Meteorological configuration: temperature, pressure, precipitation, and wind speed

This configuration combines four meteorological factors—temperature, pressure, precipitation, and wind speed—with correlations to PM2.5 ranging from 0.257 to 0.491. The objective is to evaluate their collective predictive impact on PM2.5 forecasting and compare their performance against pollutant configurations and univariate models.

Setups of time-sensitivity analyses

Time-sensitivity analyses were structured into two main categories: predictions using complete yearly four-season data and predictions using incomplete seasonal data. Each category was further divided based on forecasting horizons, as outlined later in discussion.

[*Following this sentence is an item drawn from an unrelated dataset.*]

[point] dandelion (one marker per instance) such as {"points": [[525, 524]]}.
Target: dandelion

Category 1: Predictions using complete yearly four-season data

This category evaluates model performance using a full year of four-season data (November 2022 to October 2023) for training, with predictions tested on the following year (November 2023 to October 2024) across various horizons. This setup captures complete seasonal patterns, enabling robust accuracy analysis over diverse time frames (Table 1).

Table 1.

Subcategories and cases for Category 1

Category 1′ Case Description Time Period
Category 1-1:
Long-term predictions
Full year forecast Forecast for an entire year November 2023 – October 2024
Category 1–2:
Mid-term half-year predictions
Case 1 Predict winter and spring November 2023 – April 2024
Case 2 Predict summer and autumn May 2024 – October 2024
Category 1–3:
Short-to-medium-term seasonal predictions
Case 1 Predict winter November 2023 – January 2024
Case 2 Predict spring February 2024 – April 2024
Case 3 Predict summer May 2024 – July 2024
Case 4 Predict autumn August 2024 – October 2024
Category 1–4:
Short-term monthly predictions
Case 1 Predict November 2023 November 2023
Case 2 Predict December 2023 December 2023
Case 3 Predict January 2024 January 2024
Case 4 Predict February 2024 February 2024
Case 5 Predict March 2024 March 2024
Case 6 Predict April 2024 April 2024
Case 7 Predict May 2024 May 2024
Case 8 Predict June 2024 June 2024
Case 9 Predict July 2024 July 2024
Case 10 Predict August 2024 August 2024
Case 11 Predict September 2024 September 2024
Case 12 Predict October 2024 October 2024

Category 2: Predictions using incomplete yearly season data

This category tests models trained on partial yearly data (November 2023 to October 2024) to predict remaining months within the same cycle, maintaining a full-year span. It assesses forecasting efficacy with limited seasonal input, focusing on later-year trends (Table 2).

Table 2.

Subcategories and cases for Category 2 PM2.5 forecasting

Category 1 Case Description Training Period Prediction Period
Category 2-1:
Seasonal gap predictions
Case 1 Train in winter and spring to predict summer and autumn. November 2023 to April 2024 May 2024 to October 2024
Case 2 Train on winter, spring, and summer to predict autumn. November 2023 to July 2024 August 2024 to October 2024
Category 2-2:
Short-term predictions with missing months
Case 1 Train on the first 10 months to predict the next 2 months. November 2023 to August 2024 September 2024 to October 2024
Case 2 Train on the first 11 months to predict the final month. November 2023 to September 2024 October 2024

Results of models

This study evaluates 460 models derived from four deep-learning methods (LSTM, Transformer, CNN-LSTM, Transformer-LSTM), five prediction configurations (one univariate and four multivariate configurations), and 23 forecasting horizons from time-sensitivity analyses. Predictive performance is summarized through trends (Figures S1–S23) and metrics (Tables S1–S6) in the supplemental information, using MAE%, RMSE%, and R2.

Prediction trends

Figures S1–S23 align with the forecasting horizons outlined in Section “setups of time-sensitivity analyses,” each with four subplots: (a) LSTM, (b) Transformer, (c) CNN-LSTM, and (d) Transformer-LSTM. Subplots display observed PM2.5 (black solid line), alongside predictions, distinguished by line styles and colors: orange solid for univariate, blue dashed for the CO + NO2 multivariate configuration, purple dashed for the CO-only configuration, green dashed for the SO2+O3 configuration, and red dashed for the four meteorological factor configuration (temperature, pressure, precipitation, wind speed). Figures S1–S19 (Category 1) are based on complete yearly four-season data, while Figures S20–S23 (Category 2) utilize incomplete seasonal data.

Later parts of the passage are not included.